Fuoco incrociato in Forza Italia. Poli: “Gettare la spugna a priori è un grande errore”

La senatrice sposa le sollecitazioni di Pagliaro e pone nuovi interrogativi: “Perché il partito rinuncia ad un suo candidato?”. Sturdà contro Mazzotta: “Firma nota livorosa, non è più garante”

Adriana Poli Bortone e Paolo Pagliaro

LECCE – Il vortice delle primarie risucchia le anime di Forza Italia e il tono della contrapposizione interna si innalza dopo la decisione del coordinamento provinciale di aderire alla consultazione del Centrodestra. Con un proprio candidato di bandiera, o meno, è ancora da definire, mentre dopo le esternazioni critiche di Paolo Pagliaro, rintuzzate dal coordinatore provinciale Paride Mazzotta e dai consiglieri comunali uscenti, è ora Adriana Poli Bortone a richiamare il “semplice” rispetto delle regole contenute nello Statuto come elemento di garanzia. In attesa di partecipare alla convention di domani dell’area del civismo leccese, la senatrice azzurra non può che apprezzare e condividere “le considerazioni squisitamente politiche di Paolo Pagliaro, volte solo a salvaguardare la dignità ed il ruolo di Forza Italia nella città di Lecce”. Un richiamo al rispetto delle regole che Poli Bortone ritiene non “dovrebbe suonare come offesa personale a nessuno”.

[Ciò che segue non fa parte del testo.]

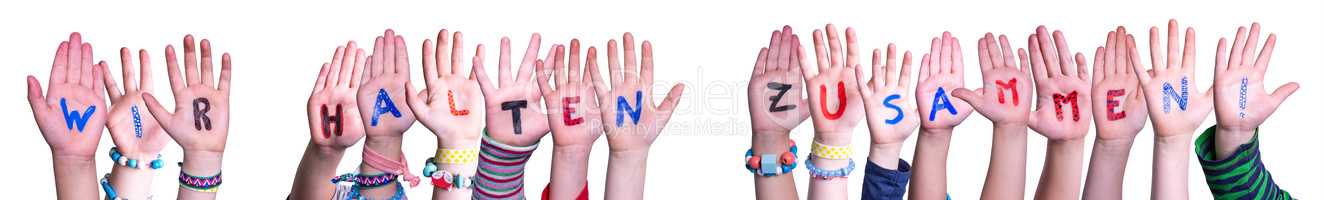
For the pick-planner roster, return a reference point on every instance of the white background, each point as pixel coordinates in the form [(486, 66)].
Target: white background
[(710, 45)]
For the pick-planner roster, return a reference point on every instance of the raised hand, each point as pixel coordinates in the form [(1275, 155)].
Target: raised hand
[(384, 81), (940, 73), (1005, 97), (452, 106), (572, 105), (1059, 88), (200, 121), (887, 103), (776, 105), (1176, 106), (629, 100), (331, 119), (1119, 106), (73, 111), (1241, 102), (834, 101), (515, 114)]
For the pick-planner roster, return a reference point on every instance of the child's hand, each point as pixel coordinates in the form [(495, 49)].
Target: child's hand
[(200, 121), (1241, 102), (572, 105), (515, 111), (452, 106), (135, 133), (332, 121), (384, 78), (73, 111), (629, 101), (834, 101), (776, 105), (1005, 97), (1059, 86), (1119, 106), (1176, 106), (940, 73), (887, 103)]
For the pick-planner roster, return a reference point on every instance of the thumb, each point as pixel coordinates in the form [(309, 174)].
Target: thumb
[(968, 96)]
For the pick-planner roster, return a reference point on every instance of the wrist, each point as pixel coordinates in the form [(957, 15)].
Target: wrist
[(201, 163)]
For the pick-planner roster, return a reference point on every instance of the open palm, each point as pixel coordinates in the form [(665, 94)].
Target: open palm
[(74, 86)]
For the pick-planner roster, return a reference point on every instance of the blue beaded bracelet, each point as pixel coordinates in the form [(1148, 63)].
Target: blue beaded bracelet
[(772, 164), (133, 163), (825, 174)]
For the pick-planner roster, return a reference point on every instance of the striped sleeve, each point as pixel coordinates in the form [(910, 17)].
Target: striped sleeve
[(1241, 175)]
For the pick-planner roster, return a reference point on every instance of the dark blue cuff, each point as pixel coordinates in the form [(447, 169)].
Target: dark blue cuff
[(886, 184)]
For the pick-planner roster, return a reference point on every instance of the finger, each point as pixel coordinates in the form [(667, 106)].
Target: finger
[(225, 73), (146, 70), (60, 68), (111, 88), (821, 52), (503, 64), (646, 69), (344, 74), (429, 62), (613, 62), (126, 70), (851, 48), (35, 98), (834, 47), (526, 66), (322, 78), (162, 115), (481, 73), (191, 61), (1135, 61), (207, 64), (572, 73)]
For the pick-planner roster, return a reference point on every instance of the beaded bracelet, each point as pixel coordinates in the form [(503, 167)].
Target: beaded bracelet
[(133, 163), (456, 156), (825, 174), (367, 180), (836, 152), (445, 179), (200, 183), (772, 164)]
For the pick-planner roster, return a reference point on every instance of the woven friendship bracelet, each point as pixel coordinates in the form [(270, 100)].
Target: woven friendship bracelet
[(456, 156), (501, 170), (200, 183), (836, 152)]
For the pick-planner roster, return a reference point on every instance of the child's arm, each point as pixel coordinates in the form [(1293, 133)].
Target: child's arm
[(638, 122), (1119, 114), (1231, 162), (1005, 100), (72, 98), (942, 72), (201, 126), (1176, 107), (891, 118), (1061, 82), (573, 117), (334, 122), (836, 107), (775, 109)]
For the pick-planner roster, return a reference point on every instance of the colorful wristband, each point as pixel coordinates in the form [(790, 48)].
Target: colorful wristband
[(133, 163), (836, 152), (829, 174), (772, 164), (200, 183), (501, 170)]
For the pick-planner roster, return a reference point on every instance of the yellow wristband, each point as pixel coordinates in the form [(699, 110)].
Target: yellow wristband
[(456, 156), (836, 152)]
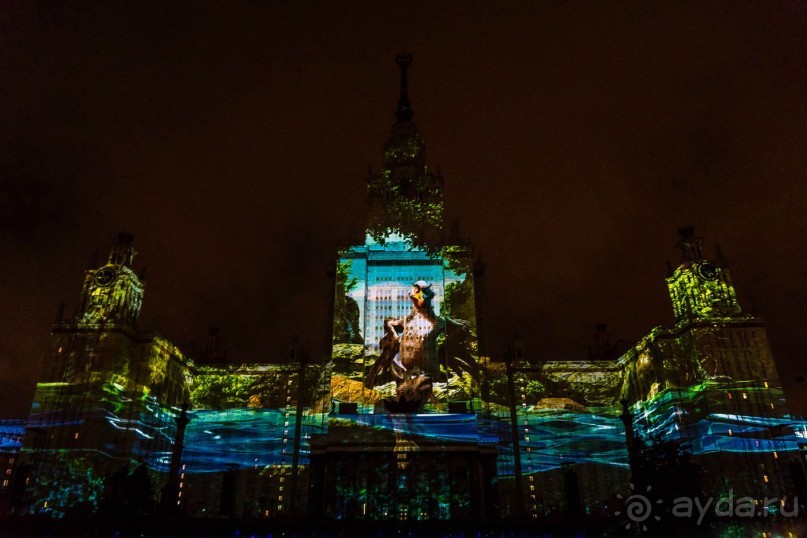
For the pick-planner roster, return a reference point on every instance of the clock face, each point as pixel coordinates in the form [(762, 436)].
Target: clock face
[(706, 271), (105, 276)]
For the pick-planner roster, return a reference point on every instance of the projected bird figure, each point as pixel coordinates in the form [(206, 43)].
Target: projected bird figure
[(409, 352)]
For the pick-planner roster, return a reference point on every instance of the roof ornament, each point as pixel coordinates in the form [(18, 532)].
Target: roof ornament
[(404, 112)]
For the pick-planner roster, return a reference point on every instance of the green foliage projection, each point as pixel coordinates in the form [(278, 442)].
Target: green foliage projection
[(409, 206), (346, 329)]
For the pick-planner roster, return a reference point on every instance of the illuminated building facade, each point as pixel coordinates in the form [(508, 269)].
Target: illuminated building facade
[(410, 419)]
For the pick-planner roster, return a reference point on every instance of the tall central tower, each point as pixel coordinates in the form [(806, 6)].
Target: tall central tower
[(405, 197), (404, 299)]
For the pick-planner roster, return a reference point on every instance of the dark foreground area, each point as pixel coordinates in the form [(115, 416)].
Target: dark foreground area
[(25, 527)]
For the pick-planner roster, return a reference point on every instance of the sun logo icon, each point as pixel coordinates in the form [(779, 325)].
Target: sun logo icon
[(638, 508)]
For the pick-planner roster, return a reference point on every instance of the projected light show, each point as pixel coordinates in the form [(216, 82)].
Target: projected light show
[(409, 415)]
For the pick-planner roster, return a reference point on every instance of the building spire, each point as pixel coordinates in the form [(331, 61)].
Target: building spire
[(404, 112)]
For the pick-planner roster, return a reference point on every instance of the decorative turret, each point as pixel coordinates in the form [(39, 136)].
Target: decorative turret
[(112, 294), (405, 197), (699, 289)]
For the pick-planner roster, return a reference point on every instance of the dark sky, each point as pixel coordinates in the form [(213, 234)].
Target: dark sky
[(233, 139)]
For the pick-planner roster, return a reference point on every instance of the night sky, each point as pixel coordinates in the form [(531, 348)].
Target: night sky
[(233, 140)]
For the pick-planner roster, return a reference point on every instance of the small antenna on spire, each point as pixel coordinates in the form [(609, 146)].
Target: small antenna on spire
[(404, 112)]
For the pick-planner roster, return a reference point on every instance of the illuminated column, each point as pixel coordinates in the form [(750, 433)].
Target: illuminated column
[(171, 492)]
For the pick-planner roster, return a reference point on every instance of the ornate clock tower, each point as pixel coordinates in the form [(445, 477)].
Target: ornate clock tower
[(112, 294), (699, 289)]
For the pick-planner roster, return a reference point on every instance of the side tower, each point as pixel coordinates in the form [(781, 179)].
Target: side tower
[(710, 382), (107, 395), (726, 341)]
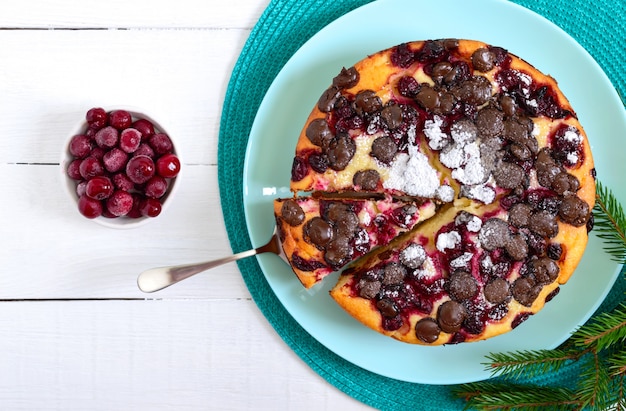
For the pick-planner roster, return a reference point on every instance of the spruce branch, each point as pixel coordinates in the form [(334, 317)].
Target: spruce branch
[(598, 346), (603, 331), (490, 396), (529, 363), (594, 384), (610, 223)]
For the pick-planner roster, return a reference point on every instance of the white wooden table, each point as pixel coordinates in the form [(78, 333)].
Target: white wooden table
[(76, 333)]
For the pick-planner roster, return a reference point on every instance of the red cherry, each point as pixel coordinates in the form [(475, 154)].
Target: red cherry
[(120, 119), (120, 203), (89, 207), (99, 188), (150, 207), (168, 166), (140, 169)]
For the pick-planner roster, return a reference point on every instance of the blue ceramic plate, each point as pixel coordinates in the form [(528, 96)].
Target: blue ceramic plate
[(380, 25)]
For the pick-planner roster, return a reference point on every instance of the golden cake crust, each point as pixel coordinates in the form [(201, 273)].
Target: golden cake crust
[(552, 153)]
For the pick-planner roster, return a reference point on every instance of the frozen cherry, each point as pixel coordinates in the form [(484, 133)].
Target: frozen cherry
[(120, 119), (150, 207), (140, 169), (135, 212), (97, 117), (114, 160), (161, 143), (99, 188), (144, 150), (73, 170), (80, 146), (168, 166), (107, 137), (122, 182), (89, 207), (145, 127), (155, 187), (130, 139), (90, 167), (81, 188), (119, 203)]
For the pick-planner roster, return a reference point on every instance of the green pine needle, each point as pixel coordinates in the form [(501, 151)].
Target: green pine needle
[(603, 331), (594, 384), (599, 346), (610, 223), (617, 363), (489, 396), (529, 364)]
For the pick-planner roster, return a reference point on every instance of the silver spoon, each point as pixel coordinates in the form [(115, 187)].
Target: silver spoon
[(156, 279)]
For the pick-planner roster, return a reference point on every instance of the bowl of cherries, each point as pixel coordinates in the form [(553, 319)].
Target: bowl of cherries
[(121, 167)]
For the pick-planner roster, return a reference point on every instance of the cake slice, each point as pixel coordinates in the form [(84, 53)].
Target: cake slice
[(321, 235)]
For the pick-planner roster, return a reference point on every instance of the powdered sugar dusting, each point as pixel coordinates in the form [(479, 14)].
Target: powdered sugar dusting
[(448, 240), (437, 139)]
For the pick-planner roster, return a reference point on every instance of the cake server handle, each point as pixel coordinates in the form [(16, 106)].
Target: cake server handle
[(156, 279)]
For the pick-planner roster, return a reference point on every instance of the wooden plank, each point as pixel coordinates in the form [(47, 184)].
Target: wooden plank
[(51, 251), (177, 76), (179, 355), (136, 13)]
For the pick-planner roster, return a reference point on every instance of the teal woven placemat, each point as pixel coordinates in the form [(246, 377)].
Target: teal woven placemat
[(283, 27)]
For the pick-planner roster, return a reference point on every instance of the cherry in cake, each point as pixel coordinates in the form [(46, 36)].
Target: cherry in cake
[(321, 235), (488, 139)]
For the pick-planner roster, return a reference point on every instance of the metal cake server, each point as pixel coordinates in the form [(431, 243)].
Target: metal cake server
[(156, 279)]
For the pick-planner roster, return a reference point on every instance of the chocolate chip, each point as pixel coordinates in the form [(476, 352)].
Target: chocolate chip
[(508, 105), (338, 252), (368, 288), (367, 101), (366, 179), (474, 91), (394, 273), (327, 100), (483, 59), (497, 291), (340, 151), (413, 256), (387, 308), (517, 247), (462, 286), (440, 70), (347, 78), (490, 122), (428, 97), (494, 233), (525, 291), (318, 132), (347, 224), (427, 330), (450, 316), (519, 215), (545, 270), (447, 103), (508, 175), (384, 149), (574, 210), (463, 131), (554, 251), (543, 223), (292, 213), (318, 162), (318, 232), (520, 151), (565, 183), (515, 131), (392, 116)]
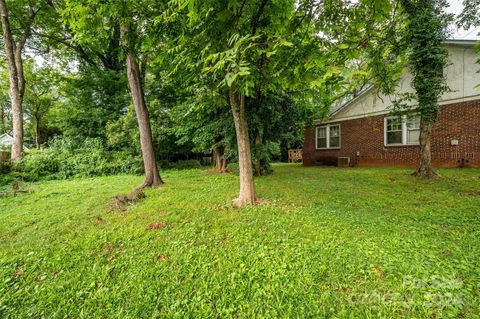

Da qui la linea di condotta che il partito azzurro dovrebbe adottare e qualche pesante interrogativo ancora da sciogliere per l’ex sindaco. “Il gettare a priori la spugna sarebbe incomprensibile da parte dell'elettorato d'opinione del centrodestra e soprattutto del potenziale elettorato forzista. C'è allora un perché per rinunciare ad un proprio candidato?” si chiede la senatrice. Che rammenta come un direttivo del 14 gennaio scorso avesse già scelto di non fare le primarie e sostenuto la tesi ripetutamente attraverso il segretario provinciale. Ora dovrebbe essere lo stesso organo ad essere chiamato in causa e ad esprimersi su una eventuale e motivata diversa ipotesi. “In tema di esclusiva valutazione politica va considerato l'effetto trascinamento che determinerebbe il voto amministrativo ad un candidato di FI riguardo alla lista per le europee capeggiata dal presidente Berlusconi” conclude Adriana Poli Bortone, “se Forza Italia nel suo organismo direttivo dovesse decidere di optare per le primarie a Lecce, non potrà quindi esimersi dall'esprimere un suo candidato fortemente competitivo con gli altri candidati alle primarie stesse”.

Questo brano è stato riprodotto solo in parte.